This is the problem that I've tried to solve. Let me know if I was right. It was written originally in italian, but I don't know how translate some mathematical words in english, so sorry in advice.
Given $S = \{1, 2, 3\}$, and the following function $f:X\in\mathbb{P}(S)\longmapsto X\backslash\{2\} \in \mathbb{P}(S)$
- Talk about injectivity and surjectivity
- Given the equivalence relation $\mathcal{R}_f$ induced by $f$ defined as following: $X \mathcal{R}_f Y \Longleftrightarrow f(X)=f(Y)$ describe every equivalence class in $\mathcal{R}_f$.

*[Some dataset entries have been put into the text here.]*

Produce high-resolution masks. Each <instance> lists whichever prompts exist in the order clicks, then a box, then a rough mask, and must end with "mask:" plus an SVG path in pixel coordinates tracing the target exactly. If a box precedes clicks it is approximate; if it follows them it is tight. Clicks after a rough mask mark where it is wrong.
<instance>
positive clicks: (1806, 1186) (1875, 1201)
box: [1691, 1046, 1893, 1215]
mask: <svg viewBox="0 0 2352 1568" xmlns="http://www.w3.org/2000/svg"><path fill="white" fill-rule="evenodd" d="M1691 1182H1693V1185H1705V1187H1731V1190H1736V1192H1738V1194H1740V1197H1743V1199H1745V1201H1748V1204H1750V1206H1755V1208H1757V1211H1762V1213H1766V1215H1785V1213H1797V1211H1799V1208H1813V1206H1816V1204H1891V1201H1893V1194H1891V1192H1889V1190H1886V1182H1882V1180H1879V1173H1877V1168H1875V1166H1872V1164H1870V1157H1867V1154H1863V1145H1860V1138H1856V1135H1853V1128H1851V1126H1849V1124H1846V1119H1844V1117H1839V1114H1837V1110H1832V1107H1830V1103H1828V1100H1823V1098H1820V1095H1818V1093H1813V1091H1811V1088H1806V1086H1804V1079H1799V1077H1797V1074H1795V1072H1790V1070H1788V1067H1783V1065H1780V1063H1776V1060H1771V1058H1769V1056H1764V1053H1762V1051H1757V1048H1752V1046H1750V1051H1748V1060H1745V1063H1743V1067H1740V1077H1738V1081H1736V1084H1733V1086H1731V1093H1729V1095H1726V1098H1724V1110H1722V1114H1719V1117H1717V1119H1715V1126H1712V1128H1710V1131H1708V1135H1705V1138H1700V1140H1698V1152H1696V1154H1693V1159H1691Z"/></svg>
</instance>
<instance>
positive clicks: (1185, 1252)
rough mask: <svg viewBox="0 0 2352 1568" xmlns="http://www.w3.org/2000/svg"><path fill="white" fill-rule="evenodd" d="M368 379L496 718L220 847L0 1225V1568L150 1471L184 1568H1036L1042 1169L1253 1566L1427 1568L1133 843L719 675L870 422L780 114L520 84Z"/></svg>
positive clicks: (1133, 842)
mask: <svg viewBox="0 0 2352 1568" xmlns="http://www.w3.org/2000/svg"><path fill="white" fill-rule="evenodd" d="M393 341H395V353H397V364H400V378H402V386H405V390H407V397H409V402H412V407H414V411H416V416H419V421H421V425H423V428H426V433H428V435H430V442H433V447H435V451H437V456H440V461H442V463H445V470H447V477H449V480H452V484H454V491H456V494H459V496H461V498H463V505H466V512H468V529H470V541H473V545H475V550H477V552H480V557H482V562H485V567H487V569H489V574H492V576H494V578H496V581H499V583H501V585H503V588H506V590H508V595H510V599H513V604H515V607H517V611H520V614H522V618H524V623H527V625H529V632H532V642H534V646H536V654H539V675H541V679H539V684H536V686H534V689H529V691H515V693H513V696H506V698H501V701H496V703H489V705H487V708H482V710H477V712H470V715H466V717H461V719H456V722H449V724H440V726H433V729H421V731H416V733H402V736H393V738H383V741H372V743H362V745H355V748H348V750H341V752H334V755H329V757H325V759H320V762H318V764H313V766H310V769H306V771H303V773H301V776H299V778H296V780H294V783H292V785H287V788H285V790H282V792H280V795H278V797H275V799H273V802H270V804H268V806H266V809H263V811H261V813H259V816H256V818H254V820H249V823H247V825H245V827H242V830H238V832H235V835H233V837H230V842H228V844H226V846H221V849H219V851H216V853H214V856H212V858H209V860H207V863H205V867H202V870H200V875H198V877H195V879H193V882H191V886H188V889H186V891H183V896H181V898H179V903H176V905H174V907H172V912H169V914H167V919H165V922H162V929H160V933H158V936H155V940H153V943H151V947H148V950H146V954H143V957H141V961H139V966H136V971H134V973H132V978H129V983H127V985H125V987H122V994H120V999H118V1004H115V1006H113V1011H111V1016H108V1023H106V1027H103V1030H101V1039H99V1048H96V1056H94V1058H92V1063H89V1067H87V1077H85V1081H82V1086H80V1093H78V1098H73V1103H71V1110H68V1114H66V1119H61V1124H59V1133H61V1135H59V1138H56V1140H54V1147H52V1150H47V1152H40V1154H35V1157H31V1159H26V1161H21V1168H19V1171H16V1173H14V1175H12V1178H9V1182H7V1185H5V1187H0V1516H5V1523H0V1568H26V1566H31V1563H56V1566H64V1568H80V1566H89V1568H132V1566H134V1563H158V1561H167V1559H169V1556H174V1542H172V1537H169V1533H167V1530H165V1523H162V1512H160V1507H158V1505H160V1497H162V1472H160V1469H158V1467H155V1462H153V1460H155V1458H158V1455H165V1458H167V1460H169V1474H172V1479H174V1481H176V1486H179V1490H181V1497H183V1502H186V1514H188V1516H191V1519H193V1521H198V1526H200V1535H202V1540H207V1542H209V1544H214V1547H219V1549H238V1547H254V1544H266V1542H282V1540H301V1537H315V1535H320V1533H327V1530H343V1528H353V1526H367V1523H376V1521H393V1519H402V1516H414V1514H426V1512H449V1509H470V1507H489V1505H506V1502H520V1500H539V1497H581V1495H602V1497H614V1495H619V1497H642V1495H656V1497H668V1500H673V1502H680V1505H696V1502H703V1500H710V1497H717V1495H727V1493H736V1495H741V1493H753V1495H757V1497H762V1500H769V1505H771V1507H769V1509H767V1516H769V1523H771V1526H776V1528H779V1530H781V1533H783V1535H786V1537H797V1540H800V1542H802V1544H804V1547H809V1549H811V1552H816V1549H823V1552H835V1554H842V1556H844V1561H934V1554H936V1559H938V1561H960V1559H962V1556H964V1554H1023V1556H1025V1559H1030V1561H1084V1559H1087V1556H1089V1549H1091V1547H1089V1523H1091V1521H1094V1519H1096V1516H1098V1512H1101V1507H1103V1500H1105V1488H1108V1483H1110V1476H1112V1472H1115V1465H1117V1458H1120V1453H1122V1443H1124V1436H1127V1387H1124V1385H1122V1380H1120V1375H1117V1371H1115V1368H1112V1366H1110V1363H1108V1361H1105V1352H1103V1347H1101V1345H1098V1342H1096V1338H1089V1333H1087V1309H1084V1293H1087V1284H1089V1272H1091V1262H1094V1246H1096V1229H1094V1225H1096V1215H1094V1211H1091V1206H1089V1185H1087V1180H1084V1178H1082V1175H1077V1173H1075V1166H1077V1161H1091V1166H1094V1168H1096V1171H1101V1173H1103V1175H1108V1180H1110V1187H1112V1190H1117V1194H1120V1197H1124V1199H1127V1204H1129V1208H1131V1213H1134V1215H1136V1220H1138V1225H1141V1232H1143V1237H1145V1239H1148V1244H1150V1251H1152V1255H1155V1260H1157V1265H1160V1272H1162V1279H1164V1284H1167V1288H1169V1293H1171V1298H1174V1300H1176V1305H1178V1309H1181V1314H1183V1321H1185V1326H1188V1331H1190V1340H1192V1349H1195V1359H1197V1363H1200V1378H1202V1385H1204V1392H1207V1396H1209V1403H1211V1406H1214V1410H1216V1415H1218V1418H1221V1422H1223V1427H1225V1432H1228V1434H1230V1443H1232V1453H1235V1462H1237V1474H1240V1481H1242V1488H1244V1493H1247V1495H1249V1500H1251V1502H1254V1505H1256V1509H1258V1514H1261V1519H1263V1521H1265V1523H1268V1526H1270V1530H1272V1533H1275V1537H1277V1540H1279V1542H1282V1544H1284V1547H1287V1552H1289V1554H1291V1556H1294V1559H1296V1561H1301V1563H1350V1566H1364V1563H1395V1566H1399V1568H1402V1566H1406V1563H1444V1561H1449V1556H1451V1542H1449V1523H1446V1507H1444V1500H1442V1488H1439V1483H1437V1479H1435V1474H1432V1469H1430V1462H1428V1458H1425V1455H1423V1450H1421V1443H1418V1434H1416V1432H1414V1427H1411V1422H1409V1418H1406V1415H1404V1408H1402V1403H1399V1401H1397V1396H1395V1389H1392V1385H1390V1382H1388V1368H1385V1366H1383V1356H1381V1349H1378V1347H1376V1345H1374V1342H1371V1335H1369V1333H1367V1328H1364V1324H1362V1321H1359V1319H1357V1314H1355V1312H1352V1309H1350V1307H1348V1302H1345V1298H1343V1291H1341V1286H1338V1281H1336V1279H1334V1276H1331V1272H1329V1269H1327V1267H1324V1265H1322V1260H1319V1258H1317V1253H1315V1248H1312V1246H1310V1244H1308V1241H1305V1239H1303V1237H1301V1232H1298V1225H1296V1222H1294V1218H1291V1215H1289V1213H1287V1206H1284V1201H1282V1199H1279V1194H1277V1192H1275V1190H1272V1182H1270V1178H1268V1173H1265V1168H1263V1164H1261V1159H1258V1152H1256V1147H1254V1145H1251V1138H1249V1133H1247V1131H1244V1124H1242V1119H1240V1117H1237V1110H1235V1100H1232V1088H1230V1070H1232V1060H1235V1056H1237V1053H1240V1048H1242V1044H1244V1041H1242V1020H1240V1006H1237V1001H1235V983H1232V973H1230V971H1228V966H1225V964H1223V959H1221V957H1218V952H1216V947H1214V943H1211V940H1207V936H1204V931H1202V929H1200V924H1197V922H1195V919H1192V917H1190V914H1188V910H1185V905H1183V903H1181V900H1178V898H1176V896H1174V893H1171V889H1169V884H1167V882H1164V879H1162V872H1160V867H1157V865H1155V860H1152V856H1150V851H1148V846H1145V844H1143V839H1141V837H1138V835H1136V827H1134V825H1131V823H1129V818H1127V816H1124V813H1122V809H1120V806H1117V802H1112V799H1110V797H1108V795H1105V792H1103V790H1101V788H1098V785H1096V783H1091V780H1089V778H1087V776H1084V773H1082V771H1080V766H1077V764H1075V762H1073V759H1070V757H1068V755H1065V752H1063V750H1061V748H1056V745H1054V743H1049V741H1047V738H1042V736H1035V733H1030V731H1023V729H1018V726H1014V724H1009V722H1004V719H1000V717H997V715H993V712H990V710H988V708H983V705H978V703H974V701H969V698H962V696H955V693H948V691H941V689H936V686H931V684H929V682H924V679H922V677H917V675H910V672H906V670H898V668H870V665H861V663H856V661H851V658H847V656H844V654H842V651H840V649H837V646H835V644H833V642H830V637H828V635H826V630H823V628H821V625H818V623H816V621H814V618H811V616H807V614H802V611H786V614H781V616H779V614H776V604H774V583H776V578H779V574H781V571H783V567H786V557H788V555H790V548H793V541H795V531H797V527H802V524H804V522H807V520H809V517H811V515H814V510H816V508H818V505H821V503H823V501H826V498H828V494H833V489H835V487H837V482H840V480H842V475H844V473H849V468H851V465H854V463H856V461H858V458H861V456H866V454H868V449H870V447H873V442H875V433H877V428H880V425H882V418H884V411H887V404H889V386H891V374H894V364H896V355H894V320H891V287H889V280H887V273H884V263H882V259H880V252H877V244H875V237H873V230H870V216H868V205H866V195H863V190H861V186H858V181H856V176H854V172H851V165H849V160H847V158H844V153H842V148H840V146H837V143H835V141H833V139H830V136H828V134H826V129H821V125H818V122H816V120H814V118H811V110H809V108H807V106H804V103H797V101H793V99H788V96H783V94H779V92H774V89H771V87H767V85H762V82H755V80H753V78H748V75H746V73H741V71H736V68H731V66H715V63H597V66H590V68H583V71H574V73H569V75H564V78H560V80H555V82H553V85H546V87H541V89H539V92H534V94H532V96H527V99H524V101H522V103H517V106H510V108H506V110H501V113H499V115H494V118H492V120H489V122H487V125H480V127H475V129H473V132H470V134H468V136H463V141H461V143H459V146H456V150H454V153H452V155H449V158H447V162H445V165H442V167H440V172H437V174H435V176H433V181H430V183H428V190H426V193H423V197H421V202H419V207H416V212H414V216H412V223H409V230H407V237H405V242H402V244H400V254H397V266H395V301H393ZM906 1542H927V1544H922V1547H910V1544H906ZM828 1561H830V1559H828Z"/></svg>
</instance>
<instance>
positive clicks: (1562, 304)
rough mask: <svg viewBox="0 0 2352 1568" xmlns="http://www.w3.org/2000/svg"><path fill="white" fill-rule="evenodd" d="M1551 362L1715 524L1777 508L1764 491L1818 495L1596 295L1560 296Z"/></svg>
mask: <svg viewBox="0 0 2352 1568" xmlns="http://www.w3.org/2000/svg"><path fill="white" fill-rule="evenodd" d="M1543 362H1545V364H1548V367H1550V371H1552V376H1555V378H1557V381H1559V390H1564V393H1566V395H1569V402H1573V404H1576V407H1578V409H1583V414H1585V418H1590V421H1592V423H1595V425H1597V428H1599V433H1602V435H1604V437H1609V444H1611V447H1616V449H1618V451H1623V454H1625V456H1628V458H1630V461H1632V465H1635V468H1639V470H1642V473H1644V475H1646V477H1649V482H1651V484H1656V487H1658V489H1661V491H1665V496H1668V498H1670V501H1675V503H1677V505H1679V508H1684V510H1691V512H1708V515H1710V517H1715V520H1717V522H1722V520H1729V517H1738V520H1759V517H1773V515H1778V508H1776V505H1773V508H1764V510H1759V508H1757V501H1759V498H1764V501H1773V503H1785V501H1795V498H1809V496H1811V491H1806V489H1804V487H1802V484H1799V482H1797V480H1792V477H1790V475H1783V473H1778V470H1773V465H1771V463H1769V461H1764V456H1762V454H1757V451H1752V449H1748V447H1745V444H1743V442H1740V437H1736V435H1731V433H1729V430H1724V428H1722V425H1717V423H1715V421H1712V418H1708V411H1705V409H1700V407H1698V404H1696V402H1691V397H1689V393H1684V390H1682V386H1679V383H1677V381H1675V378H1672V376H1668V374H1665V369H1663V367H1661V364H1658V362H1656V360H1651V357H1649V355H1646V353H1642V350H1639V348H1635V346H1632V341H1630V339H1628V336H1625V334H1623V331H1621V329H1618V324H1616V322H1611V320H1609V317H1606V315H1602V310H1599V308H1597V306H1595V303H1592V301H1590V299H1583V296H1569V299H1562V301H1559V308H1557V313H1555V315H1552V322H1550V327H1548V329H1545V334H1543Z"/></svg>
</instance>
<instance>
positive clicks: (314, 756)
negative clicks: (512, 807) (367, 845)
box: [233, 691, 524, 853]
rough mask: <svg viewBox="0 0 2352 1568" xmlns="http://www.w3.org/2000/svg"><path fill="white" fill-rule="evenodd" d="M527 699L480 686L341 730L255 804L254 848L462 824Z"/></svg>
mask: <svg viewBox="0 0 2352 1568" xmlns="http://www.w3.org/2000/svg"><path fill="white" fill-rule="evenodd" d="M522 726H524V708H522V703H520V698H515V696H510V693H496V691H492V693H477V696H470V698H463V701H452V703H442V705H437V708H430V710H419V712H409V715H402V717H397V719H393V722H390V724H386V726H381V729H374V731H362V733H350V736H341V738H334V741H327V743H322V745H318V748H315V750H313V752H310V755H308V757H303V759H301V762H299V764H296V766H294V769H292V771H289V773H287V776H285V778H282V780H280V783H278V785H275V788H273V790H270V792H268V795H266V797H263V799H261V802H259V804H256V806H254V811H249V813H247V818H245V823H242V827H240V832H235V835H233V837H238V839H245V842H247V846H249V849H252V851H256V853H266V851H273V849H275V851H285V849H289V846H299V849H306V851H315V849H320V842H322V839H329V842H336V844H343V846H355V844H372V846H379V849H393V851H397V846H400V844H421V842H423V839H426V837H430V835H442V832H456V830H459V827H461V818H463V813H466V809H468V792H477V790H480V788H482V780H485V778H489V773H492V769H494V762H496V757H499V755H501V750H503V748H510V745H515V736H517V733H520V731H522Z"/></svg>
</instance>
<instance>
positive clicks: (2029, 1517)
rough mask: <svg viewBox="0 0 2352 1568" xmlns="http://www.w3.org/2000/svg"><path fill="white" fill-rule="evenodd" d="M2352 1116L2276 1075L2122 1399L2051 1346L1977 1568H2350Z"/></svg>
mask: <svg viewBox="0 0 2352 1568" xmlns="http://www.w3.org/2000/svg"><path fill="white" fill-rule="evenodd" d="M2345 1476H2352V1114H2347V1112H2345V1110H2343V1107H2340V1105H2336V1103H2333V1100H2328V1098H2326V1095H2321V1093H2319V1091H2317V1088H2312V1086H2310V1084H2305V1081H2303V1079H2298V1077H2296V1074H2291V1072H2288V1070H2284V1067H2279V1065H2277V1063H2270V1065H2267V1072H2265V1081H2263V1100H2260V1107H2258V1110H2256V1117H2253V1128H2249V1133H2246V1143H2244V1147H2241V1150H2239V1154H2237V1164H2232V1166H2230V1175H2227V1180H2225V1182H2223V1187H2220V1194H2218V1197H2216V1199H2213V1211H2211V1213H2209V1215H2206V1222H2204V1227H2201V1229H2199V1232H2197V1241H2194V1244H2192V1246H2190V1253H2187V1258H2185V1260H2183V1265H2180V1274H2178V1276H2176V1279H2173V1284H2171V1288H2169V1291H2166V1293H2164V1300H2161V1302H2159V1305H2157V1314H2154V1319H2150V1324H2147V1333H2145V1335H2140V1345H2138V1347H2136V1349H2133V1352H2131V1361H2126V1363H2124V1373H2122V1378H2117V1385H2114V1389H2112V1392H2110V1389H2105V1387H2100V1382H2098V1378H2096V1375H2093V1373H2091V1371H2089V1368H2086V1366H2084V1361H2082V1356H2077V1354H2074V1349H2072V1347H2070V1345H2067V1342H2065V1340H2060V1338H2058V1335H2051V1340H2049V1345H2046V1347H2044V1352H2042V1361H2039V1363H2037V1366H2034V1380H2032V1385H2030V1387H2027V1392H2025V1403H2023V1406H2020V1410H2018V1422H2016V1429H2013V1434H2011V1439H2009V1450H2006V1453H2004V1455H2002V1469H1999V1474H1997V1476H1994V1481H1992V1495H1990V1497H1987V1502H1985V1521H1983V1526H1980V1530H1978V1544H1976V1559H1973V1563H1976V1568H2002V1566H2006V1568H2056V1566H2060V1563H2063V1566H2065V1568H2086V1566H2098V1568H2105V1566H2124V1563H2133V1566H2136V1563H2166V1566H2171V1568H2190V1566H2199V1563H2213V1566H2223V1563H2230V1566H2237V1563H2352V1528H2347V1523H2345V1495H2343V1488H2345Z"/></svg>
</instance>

- Define in $\mathbb{P}(S)\backslash\{\varnothing\}$ the following order relation $ X \quad \Sigma \quad Y \Leftrightarrow X =Y \quad \text{or}\quad \max(X)<\max(Y).$ Determine in $\{\mathbb{P}(S)\backslash\{\varnothing\}, \Sigma\}$ min, max, maximal and minimal element.
- Is $\{\mathbb{P}(S)\backslash\{\varnothing\}, \Sigma\}$ a totally ordered set?
This is my solution:
- Not injective. $ \{1,3\}\neq\{1,2,3\}\quad \text{but} \quad f(\{1,3\})=f(\{1,2,3\}) $ Not surjective. (e.g. $ \{1,2\}\in B$ have not corresponding element in $A$ )
- Four equivalence classes: $[\{1\}]_{\mathcal{R}_f}=\{\{1\},\{1,2\}\}$ $[\{3\}]_{\mathcal{R}_f}=\{\{3\},\{2,3\}\}$ $[\{\varnothing\}]_{\mathcal{R}_f}=\{\{2\},\{\varnothing\}\}$ $[\{1,3\}]_{\mathcal{R}_f}=\{\{1,3\},\{1,2,3\}\}$
Am I right? How can I start to resolve 3rd and 4th point?